In my little nightmare scenario (very akin to the one in Cormac McCarthy's The Road), to not resort to cannibalism {when the only thing left to eat on the planet is humans [you know humans are a tenacious species]} would indeed lead to the extinction of the species.

Don't be too hasty about being hasty comparing humans to animals. Humans are animals. Quite a few humans don't consider themselves animals. Animal, vegetable, or mineral. I'm not a vegetable. I'm not a mineral. I'm an animal. One of the higher order animals, but animal still....


----------



## Pink_Carnation (Apr 21, 2006)

People starve to death daily and don't consider cannibalism, why would it be any different if it was us? People have starved to death simply because after a stressfull event they didn't have any food that they were used to, how many of them would be able to resort to cannibalism?

In the airplane crash in the mountains some of the people chose not to eat the bodies of the people killed on impact and they starved to death.

It would be very difficult for any of us to actually do it...I wouldn't but some will.


----------



## insocal (May 15, 2005)

No. N. O.


----------



## wyld thang (Nov 16, 2005)

texican said:


> Don't be too hasty about being hasty comparing humans to animals. Humans are animals. Quite a few humans don't consider themselves animals. Animal, vegetable, or mineral. I'm not a vegetable. I'm not a mineral. I'm an animal. One of the higher order animals, but animal still....
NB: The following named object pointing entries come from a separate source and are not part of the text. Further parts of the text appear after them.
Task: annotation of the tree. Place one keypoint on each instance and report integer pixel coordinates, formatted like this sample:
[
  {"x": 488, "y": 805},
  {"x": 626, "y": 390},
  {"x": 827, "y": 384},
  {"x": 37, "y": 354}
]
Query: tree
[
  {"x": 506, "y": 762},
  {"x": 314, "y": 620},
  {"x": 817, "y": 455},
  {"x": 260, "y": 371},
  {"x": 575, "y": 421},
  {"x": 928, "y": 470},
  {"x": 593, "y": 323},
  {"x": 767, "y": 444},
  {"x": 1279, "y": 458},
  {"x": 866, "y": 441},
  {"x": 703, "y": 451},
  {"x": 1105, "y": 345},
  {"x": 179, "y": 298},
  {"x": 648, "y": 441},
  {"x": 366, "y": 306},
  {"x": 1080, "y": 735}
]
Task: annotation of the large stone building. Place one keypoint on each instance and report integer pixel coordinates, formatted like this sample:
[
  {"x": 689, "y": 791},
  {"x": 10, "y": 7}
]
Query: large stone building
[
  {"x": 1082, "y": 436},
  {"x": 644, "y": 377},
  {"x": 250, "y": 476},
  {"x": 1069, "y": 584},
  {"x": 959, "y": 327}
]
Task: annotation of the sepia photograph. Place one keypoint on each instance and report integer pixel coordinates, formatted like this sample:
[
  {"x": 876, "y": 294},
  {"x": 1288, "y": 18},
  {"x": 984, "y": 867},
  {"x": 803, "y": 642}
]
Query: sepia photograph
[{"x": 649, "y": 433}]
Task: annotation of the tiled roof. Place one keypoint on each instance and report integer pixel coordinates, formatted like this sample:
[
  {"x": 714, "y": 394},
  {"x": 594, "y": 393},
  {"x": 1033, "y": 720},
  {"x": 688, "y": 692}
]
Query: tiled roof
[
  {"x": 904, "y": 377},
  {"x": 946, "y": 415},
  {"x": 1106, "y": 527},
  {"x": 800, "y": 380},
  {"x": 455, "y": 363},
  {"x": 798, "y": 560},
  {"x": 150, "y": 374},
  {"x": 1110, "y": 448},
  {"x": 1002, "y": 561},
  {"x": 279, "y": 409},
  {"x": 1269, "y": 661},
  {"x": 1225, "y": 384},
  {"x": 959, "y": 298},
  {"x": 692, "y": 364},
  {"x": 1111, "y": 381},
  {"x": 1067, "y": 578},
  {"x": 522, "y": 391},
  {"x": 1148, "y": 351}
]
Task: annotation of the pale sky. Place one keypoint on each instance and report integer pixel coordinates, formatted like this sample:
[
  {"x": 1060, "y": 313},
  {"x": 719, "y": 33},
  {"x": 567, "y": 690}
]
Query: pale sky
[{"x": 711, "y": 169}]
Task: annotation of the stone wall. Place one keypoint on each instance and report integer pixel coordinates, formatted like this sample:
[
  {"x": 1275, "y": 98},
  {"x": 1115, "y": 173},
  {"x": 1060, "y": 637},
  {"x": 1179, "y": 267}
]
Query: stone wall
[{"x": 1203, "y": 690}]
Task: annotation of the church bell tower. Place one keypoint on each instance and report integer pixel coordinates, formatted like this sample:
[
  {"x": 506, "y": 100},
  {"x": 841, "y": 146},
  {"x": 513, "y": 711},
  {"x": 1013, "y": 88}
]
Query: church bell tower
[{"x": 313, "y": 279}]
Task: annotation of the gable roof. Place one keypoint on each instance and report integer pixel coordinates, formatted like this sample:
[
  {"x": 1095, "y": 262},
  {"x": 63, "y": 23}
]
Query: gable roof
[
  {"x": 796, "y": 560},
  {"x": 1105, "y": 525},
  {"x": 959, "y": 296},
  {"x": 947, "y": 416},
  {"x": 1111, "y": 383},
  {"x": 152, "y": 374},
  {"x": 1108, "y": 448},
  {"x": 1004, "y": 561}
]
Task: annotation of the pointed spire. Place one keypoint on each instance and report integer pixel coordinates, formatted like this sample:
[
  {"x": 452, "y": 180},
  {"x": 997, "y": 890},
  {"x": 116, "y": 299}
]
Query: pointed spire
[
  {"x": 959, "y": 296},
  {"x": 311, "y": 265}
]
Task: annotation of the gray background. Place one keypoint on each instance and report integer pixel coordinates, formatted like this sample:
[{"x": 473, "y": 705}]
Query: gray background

Yeah we are animals, but for the most part(as a whole in this country) we've forgotten a lot of useful animal knowledge, like self preservation (realistic, like finding food and sniffing out bad water) or just being(without being towards a goal, or having stuff to support being, etc)


----------



## whiskeylivewire (May 27, 2009)

Yeaaaaaa, just don't think I could do it. Like the good Deacon and others have said, I would rather die and go to my heavenly reward with humanity intact than eat a human...BUT I will not say never(as that has gotten me into trouble more times than I can count!)


----------



## hillbillygal (Jan 16, 2008)

The only thing about the folks during the airplane crash is that they would be trying to survive to get back to their families. I think that is a different situation than having your family around you and going through the situation with them and having that time to spend with them.


----------



## naturelover (Jun 6, 2006)

texican said:


> In my little nightmare scenario ..... *to not resort* to cannibalism {when the only thing left to eat on the planet is humans ....} would indeed lead to the extinction of the species.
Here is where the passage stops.